Third Layer: Large Model Natural Language Understanding Module (LLMClient)

LLMClient is a client class that interacts with large language model (LLM) services, specifically designed to communicate with Ollama services. It employs a multi-process architecture for streaming output, automatically determines whether the LLM service runs on orin1 or orin2, and supports intelligent sentence splitting.


Core Architecture

Multi-Process Design

The module uses the spawn method of multiprocessing to create child processes for the following reasons:

  • Non-Blocking: HTTP streaming requests execute in child processes while the main process remains responsive
  • Interruptibility: Users can interrupt the current request at any time and start a new conversation
  • Cross-Platform Compatibility: The spawn mode behaves consistently on Windows and Linux
┌─────────────────────────────────────────────────────────┐
│ Main Process │
│ ┌─────────────┐ ┌─────────────┐ ┌─────────────┐ │
│ │ Sentence │ ← │ Queue Read │ ← │ Result │ │
│ │ Concatenate │ │ │ │ Processing │ │
│ └─────────────┘ └─────────────┘ └─────────────┘ │
└─────────────────────────────────────────────────────────┘
↑ Queue
┌─────────────────────────────────────────────────────────┐
│ Child Process │
│ ┌─────────────┐ ┌─────────────┐ ┌─────────────┐ │
│ │ OpenAI SDK │ → │ Stream │ → │ Queue Write │ │
│ │ │ │ Iteration │ │ │ │
│ └─────────────┘ └─────────────┘ └─────────────┘ │
└─────────────────────────────────────────────────────────┘

Class Attributes Explanation

Configuration Attributes

AttributeDefaultDescription
max_history1Number of historical conversation rounds (1 round = user + assistant = 2 messages)
historydeque(maxlen=2)Double-ended queue that automatically limits history length
sentence_endings"。!?.!?"Forced sentence-ending punctuation
soft_endings",、;;,"Soft-split punctuation (works with max_len)
max_len25Soft-split trigger threshold (character count)

Service Discovery Attributes

AttributeDescription
active_llm_ipAuto-detected Ollama service IP
llm_endpointComplete API endpoint URL
api_keyAPI key (Ollama default is "ollama")
llm_modelModel name in use, default qwen2.5:1.5b

Execution Flow

1. Initialization Flow (__init__)

Start

Set history queue (deque)

Call test_llm_ip() to probe service

Configure API endpoint, key, model

Set system message

Complete

2. Service Discovery Flow (test_llm_ip)

This method automatically detects the Ollama service location:

Iterate candidate IPs: [192.168.41.3, 192.168.41.2]

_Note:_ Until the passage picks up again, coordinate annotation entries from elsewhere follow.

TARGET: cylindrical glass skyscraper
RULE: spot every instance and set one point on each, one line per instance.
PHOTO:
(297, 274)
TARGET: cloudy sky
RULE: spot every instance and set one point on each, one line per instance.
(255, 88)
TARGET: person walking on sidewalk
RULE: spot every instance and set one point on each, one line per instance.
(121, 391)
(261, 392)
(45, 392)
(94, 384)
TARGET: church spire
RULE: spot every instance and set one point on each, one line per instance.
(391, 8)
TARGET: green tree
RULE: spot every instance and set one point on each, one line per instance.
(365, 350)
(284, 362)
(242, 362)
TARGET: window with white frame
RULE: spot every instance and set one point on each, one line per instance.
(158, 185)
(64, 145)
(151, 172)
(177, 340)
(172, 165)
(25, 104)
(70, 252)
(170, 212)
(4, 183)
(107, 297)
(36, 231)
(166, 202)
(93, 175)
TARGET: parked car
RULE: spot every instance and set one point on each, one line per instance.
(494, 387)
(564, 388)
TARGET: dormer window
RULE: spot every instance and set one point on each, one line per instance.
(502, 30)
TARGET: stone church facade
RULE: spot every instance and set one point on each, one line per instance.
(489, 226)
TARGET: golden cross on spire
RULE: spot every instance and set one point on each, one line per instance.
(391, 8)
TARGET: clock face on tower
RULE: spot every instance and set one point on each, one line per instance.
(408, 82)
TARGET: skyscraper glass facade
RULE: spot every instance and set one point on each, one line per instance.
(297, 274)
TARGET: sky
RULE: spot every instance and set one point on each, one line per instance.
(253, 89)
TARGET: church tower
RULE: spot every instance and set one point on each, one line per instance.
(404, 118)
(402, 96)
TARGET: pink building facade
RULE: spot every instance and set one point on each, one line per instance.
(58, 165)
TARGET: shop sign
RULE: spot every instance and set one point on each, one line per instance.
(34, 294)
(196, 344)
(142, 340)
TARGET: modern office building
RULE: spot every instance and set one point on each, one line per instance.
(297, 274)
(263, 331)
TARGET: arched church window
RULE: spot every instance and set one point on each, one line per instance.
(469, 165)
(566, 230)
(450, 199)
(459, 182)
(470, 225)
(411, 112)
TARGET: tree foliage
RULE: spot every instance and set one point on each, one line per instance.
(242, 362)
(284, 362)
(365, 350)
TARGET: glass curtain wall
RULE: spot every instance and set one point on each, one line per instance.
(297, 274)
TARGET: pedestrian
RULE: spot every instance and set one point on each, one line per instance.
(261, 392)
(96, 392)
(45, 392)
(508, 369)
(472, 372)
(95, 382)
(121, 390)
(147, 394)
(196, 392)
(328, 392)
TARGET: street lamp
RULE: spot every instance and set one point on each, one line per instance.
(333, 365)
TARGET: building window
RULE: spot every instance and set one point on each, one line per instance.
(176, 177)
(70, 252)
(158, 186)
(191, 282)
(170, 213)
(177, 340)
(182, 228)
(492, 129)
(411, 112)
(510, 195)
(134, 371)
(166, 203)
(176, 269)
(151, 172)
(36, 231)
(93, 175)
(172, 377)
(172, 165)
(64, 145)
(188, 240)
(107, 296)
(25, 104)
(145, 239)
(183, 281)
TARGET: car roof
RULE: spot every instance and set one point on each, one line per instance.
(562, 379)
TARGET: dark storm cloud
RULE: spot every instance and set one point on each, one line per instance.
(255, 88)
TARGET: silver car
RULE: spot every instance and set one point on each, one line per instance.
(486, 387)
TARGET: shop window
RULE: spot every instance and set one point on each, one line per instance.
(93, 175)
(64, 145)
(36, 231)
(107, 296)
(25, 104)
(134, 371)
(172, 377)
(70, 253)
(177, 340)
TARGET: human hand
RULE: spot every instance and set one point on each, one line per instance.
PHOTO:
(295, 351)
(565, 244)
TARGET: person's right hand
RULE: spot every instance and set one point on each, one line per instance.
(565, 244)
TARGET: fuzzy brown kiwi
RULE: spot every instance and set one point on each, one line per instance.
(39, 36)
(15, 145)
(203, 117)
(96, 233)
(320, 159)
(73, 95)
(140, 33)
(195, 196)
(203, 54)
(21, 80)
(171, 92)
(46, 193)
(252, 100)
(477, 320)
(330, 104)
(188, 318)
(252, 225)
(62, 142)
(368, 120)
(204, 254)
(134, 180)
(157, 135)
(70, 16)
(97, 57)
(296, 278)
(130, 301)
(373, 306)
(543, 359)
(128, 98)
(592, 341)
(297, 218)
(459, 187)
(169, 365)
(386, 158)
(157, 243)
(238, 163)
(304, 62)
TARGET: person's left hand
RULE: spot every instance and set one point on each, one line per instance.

Make GET /api/version request for each IP

Successful? ─── Yes ───→ Return this IP
↓ No
Try next IP

All failed? ───→ Return None, subsequent requests will be rejected

Design Points:

  • Use urllib.request instead of httpx to reduce dependencies
  • Log detailed information for troubleshooting network issues

3. Streaming Request Flow (stream_sentence)

This is the core method with the complete flow below:

Startup Phase
  1. Interrupt Previous Child Process: Call set_interrupted(True) to terminate the previous child process
  2. Build Message Payload: Combine system message, historical messages, and current user input
  3. Create Child Process: Start _stream_worker function
Streaming Retrieval Phase
Loop reading Queue

Received None? ─── Yes ───→ Child process ended, exit loop
↓ No
Append to buffer and assistant_response

Attempt sentence splitting

Queue timeout and child process dead? ─── Yes ───→ Exit loop
↓ No
Continue reading
Sentence Splitting Logic

Complete Sentence Split: Split immediately upon encountering 。!?.!?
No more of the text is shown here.